At the NHGRI Sequencing Advisory Panel meeting last week, there was some confusion about how we use SNP array data and dbSNP in the DNA sequencing world. SNP arrays are, when you boil it down, a quick and cheap way to sequence, i.e., determine the nucleotide at, specific DNA positions in the genome. For each sample to be sequenced at The Genome Center, we use SNP array data from that sample to measure breadth of sequence coverage we have achieved. In short, at certain points in the sequencing of a sample, variation calling is done, generating, among other things, single nucleotide variants (SNVs, single nucleotides that differ from the standard human reference sequence). Once our variant detection pipeline is able to find 99% or more of the SNPs found on the SNP array of that sample, we are confident that we have good coverage of the genome.

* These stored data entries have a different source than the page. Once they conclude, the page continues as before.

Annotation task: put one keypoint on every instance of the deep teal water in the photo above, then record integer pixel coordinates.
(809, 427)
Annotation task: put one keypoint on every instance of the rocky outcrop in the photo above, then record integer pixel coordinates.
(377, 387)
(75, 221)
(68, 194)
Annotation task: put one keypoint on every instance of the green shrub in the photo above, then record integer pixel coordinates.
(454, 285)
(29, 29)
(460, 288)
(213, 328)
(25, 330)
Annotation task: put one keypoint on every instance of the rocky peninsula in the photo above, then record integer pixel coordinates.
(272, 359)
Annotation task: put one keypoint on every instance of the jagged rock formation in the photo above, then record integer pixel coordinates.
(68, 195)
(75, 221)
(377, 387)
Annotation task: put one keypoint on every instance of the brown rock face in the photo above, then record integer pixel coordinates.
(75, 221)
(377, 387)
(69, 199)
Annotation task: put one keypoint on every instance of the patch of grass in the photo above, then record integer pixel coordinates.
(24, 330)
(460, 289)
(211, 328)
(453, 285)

dbSNP, a catalog of common SNPs, is used in a different way. Any individual is expected to have somewhere around 75-85% of his or her SNVs in common with those in dbSNP. Thus, we expect that when calling SNVs, about 80% of them should appear in dbSNP, i.e., not be private mutations. Thus, dbSNP concordance (the percentage of SNVs found in dbSNP) is used to measure an approximate false positive rate of the detection algorithm. If the rate of dbSNP concordance is much lower than 80%, your results likely have a lot of false positives.
So SNP arrays from the samples are used to measure breadth of coverage and dbSNP is used to measure the accuracy of variant detection. What is the difference between a SNP and a SNV? A SNV is a private mutation while a SNP is a mutation that is shared amongst a population.